La tercera convicción recomendable es la que afirma que con ayuda de la razón y siempre con esfuerzo se pueden reconocer una gran cantidad de verdades que son relevantes. Por desgracia, la política, en la medida en que implica competencia desmedida, suele militar en contra de esta razonable creencia porque tiende a homologar de manera desvergonzada toda clase de falsedades y a convertir la mentira, el arte de engañar, en una habilidad casi admirable. La política, el interés, el beneficio, la publicidad, la fama, la presión social suelen ser enemigos declarados de casi cualquier forma de racionalidad y de cálculo. Esto es lo que decía Orwell al afirmar que si se conserva la capacidad de reconocer que dos más dos son cuatro la libertad no corre todavía demasiado peligro.

Por último, me parece muy recomendable la idea de que estamos obligados a intentar que la convivencia sea posible, a respetar las opiniones y gustos ajenos, a evitar la violencia, a renunciar a imponer nuestras convicciones por la fuerza.

Claro que estamos ante un mundo convulso, pero si hubiese suficiente gente con la cabeza sobre los hombros y con ganas de hacer el bien, de convivir y de reconocer la verdad, los graves problemas a los que hemos de enfrentarnos se podrían ver con cierta calma, podríamos dejar que los que más saben y mejor razonen traten de ayudarnos a resolverlos.
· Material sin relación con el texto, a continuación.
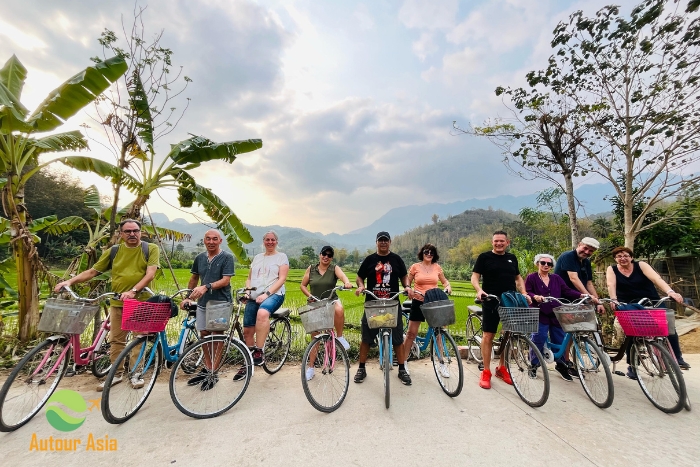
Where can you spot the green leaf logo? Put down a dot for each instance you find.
(57, 417)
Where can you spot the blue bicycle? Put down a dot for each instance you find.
(134, 372)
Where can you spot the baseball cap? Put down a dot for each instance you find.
(383, 235)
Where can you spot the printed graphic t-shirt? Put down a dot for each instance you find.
(382, 273)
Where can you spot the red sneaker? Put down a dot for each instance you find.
(502, 373)
(485, 381)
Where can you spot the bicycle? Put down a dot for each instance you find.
(444, 353)
(654, 364)
(531, 382)
(579, 323)
(35, 378)
(325, 355)
(141, 360)
(225, 354)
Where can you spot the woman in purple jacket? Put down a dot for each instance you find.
(542, 284)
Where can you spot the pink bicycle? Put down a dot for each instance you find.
(37, 375)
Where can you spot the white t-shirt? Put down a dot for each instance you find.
(265, 270)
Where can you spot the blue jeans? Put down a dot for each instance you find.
(556, 336)
(271, 304)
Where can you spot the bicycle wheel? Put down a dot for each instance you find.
(530, 382)
(658, 375)
(327, 389)
(447, 363)
(277, 345)
(594, 372)
(136, 370)
(386, 364)
(31, 383)
(218, 391)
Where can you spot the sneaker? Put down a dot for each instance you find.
(563, 371)
(115, 380)
(485, 381)
(405, 377)
(444, 371)
(198, 378)
(344, 342)
(242, 373)
(503, 374)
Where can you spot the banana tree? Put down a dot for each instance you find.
(146, 177)
(19, 158)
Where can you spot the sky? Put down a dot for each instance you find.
(354, 100)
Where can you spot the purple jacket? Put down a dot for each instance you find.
(557, 288)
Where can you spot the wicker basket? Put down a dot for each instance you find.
(66, 316)
(439, 313)
(576, 318)
(317, 316)
(382, 313)
(520, 320)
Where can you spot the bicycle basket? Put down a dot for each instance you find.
(519, 319)
(643, 323)
(66, 316)
(145, 316)
(439, 313)
(382, 313)
(317, 316)
(217, 316)
(575, 318)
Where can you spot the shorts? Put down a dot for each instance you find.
(271, 304)
(490, 319)
(368, 335)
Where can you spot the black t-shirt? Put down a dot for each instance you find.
(382, 274)
(498, 272)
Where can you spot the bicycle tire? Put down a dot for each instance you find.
(225, 392)
(277, 345)
(386, 356)
(449, 357)
(20, 401)
(520, 350)
(591, 365)
(659, 376)
(121, 401)
(327, 389)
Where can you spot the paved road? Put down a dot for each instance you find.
(274, 425)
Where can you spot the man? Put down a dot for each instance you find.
(575, 268)
(132, 270)
(382, 287)
(212, 270)
(500, 273)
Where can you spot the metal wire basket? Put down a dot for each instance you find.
(317, 316)
(382, 313)
(66, 316)
(520, 320)
(575, 318)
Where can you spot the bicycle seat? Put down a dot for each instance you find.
(281, 313)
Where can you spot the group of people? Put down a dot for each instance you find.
(133, 264)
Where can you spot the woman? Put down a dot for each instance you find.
(630, 281)
(426, 275)
(542, 284)
(317, 281)
(267, 274)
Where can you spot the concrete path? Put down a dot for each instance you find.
(274, 425)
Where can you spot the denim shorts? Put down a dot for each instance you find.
(271, 304)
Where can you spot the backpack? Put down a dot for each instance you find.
(513, 299)
(113, 252)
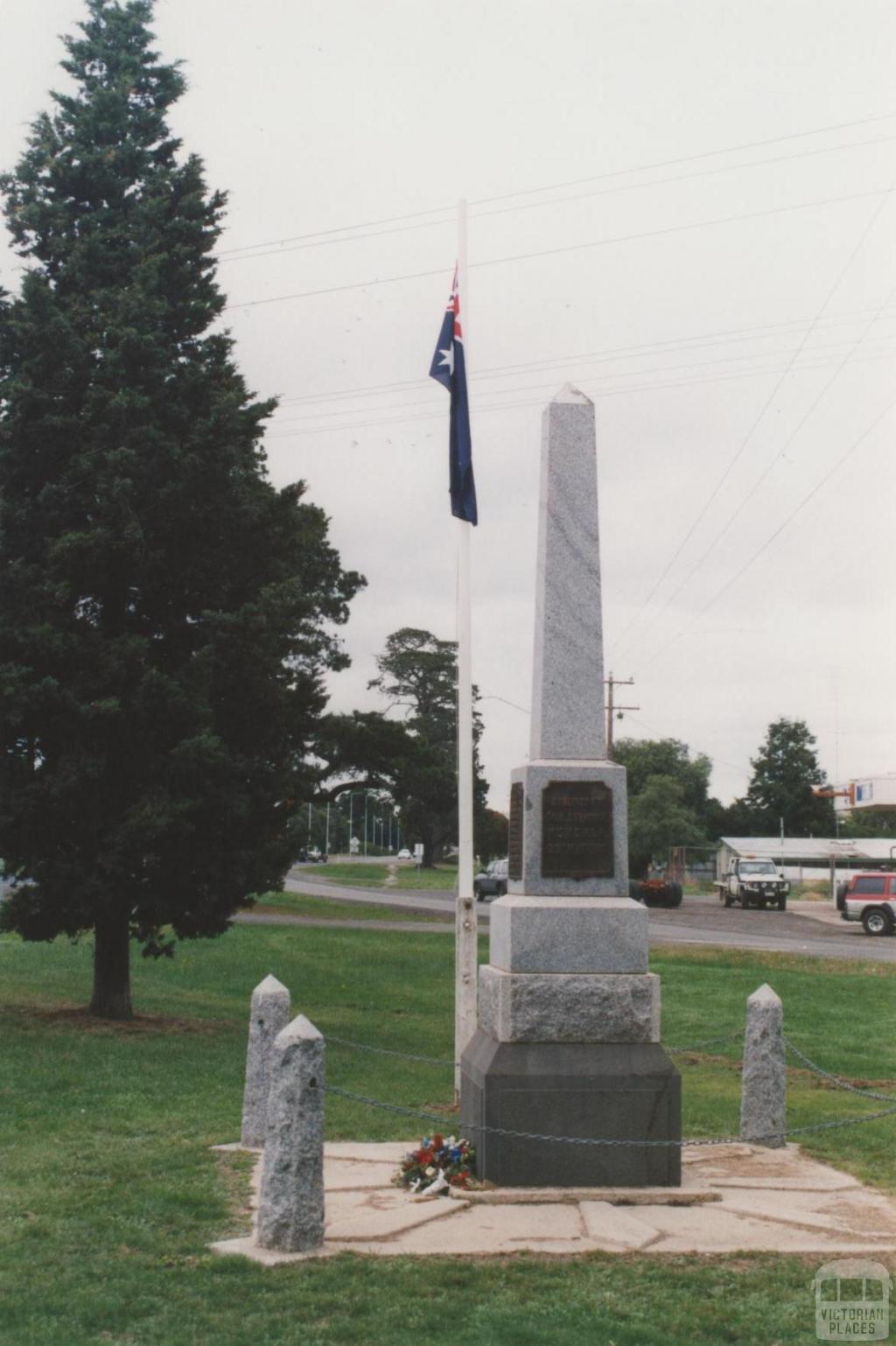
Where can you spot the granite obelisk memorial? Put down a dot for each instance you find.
(568, 1037)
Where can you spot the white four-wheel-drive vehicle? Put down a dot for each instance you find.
(753, 883)
(871, 898)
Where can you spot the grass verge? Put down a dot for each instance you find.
(110, 1194)
(326, 908)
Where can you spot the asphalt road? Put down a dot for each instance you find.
(698, 921)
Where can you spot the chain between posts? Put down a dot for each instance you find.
(836, 1080)
(444, 1061)
(520, 1135)
(590, 1140)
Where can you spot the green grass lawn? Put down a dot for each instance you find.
(326, 908)
(109, 1193)
(443, 878)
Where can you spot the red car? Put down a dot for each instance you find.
(871, 898)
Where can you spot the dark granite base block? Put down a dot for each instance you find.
(602, 1090)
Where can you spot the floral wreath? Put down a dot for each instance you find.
(438, 1165)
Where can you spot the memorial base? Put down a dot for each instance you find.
(590, 1090)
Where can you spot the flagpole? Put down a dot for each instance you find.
(466, 933)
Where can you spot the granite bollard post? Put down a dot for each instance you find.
(290, 1202)
(270, 1013)
(568, 1037)
(763, 1100)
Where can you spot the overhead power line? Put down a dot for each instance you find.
(745, 501)
(573, 182)
(290, 247)
(776, 533)
(311, 413)
(540, 402)
(695, 342)
(765, 408)
(565, 248)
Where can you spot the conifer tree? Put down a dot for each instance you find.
(165, 615)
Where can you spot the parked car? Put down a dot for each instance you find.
(655, 893)
(871, 898)
(753, 883)
(491, 882)
(311, 856)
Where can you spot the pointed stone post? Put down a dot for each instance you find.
(290, 1202)
(270, 1013)
(763, 1100)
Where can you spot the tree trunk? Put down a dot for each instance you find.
(112, 968)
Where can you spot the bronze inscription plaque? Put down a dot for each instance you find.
(578, 831)
(514, 838)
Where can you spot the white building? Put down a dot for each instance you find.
(806, 858)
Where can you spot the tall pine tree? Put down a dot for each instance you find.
(164, 613)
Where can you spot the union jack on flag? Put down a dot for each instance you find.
(450, 370)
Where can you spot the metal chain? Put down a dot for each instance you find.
(587, 1140)
(843, 1121)
(836, 1080)
(708, 1042)
(444, 1061)
(522, 1135)
(388, 1051)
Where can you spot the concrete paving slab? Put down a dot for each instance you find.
(715, 1229)
(618, 1226)
(860, 1217)
(573, 1195)
(483, 1230)
(352, 1175)
(733, 1198)
(370, 1151)
(360, 1216)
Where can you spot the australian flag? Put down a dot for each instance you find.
(448, 369)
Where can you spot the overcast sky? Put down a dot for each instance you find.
(681, 207)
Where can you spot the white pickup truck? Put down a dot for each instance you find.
(753, 883)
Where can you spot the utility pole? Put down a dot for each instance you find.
(615, 710)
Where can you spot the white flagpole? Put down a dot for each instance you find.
(466, 933)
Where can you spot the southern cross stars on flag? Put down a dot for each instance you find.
(448, 369)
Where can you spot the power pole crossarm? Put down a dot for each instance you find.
(612, 710)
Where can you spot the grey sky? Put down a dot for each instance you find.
(317, 116)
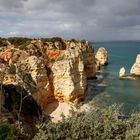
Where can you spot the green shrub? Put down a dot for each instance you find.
(19, 41)
(7, 133)
(2, 42)
(98, 124)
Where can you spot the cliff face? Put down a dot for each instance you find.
(49, 71)
(101, 57)
(135, 70)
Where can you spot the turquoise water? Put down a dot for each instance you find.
(126, 92)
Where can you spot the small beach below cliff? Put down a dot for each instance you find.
(111, 89)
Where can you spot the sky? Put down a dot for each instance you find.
(79, 19)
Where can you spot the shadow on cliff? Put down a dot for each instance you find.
(51, 107)
(16, 97)
(96, 86)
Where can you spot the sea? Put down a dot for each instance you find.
(111, 90)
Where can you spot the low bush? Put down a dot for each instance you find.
(7, 133)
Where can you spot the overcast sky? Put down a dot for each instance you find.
(81, 19)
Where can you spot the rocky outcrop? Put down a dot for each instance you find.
(122, 72)
(101, 57)
(135, 70)
(48, 71)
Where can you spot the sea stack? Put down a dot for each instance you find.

Una circunstancia que parece bastante digna de preocupación es que, hablando en general, las universidades no parecen estar cumpliendo la misión de formar a personas capaces de plantearse con rigor esta clase de cuestiones. Unas se abandonan a la formación de expertos, esos que dicen saberlo todo de algo, pero tienden a no saber nada de nada. Además, como muy bien ha explicado aquí mismo José Carlos Rodríguez, muchas universidades están cayendo en el sectarismo y la discriminación ideológica y convierten diversas especies de totalitarismo blando en una ortodoxia sofocante y regresiva que hace que se transformen en centros de intolerancia en lugar de ser escuelas de libertad.

Un mundo convulso necesita mentes claras y abiertas, no dogmatismos cerrados e intolerancia, y eso es algo que debiera preocupar a cualquier ciudadano que estime que la libertad y el progreso son preferibles a la sumisión y el oscurantismo. En manos de todos está el procurar que la serenidad, el buen juicio y el respeto a la verdad se conviertan en valores que nos iluminen y protejan.

José Luis González Quirós es filósofo y analista político. Su último libro publicado es La virtud de la política (La Antorcha).